It isn’t easy being a sleeper nowadays. There’s been so much buildup for An Education, which has traveled the film festival circuit since Sundance in January, that it’s difficult for ordinary moviegoers to feel as if they’re discovering it for themselves. I hope inflated expectations don’t harm the film’s reception: it really is quite good and deserving of all the buzz it has generated this year.
Newcomer Carey Mulligan plays a precocious 16-year-old girl growing up in a London suburb in the early…
1960s—before the arrival of swingers, Carnaby Street fashions, and the Beatles. She feels trapped by her bourgeois parents and conventional classroom assignments; then she chances to meet an elegant older man (Peter Sarsgaard) who introduces her to his sleek friends and sophisticated life. It doesn’t take much to turn her head.
Nick Hornby adapted the screenplay from a short memoir by British journalist Lynn Barber; apparently his expansion softens the story a bit even as it expands the horizons of the real-life tale. Danish director Lone Scherfig (Italian for Beginners, Wilbur Wants to Kill Himself) captures the nuances of time, place, and best of all, performance, from a can’t-miss cast including Dominic Cooper, Rosamund Pike, Olivia Williams, Emma Thompson, Sally Hawkins, Cara Seymour, and Alfred Molina in a splendid turn as Mulligan’s class-conscious father.

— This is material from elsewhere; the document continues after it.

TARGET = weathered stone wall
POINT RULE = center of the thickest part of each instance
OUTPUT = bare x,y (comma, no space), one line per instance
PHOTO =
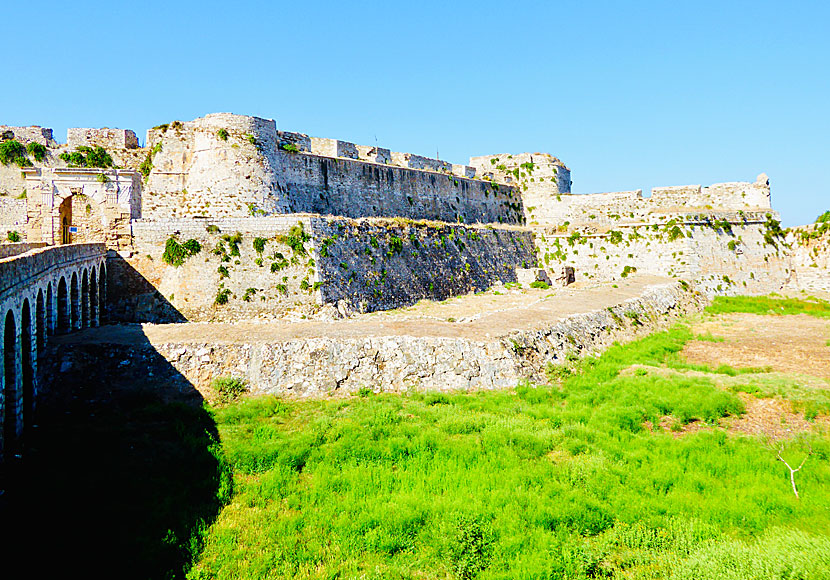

But it’s Mulligan who’s been getting all the attention, and understandably so: she is utterly believable, and engaging, as a girl who can’t wait to be a woman…or so she thinks. Glib comparisons to Audrey Hepburn are fine for headline or copy-writers but don’t really have any substance: Mulligan is a first-rate actress with appealing looks. All evidence points to a long and fruitful career, but for now An Education will serve as her calling card. Every actress should be so lucky.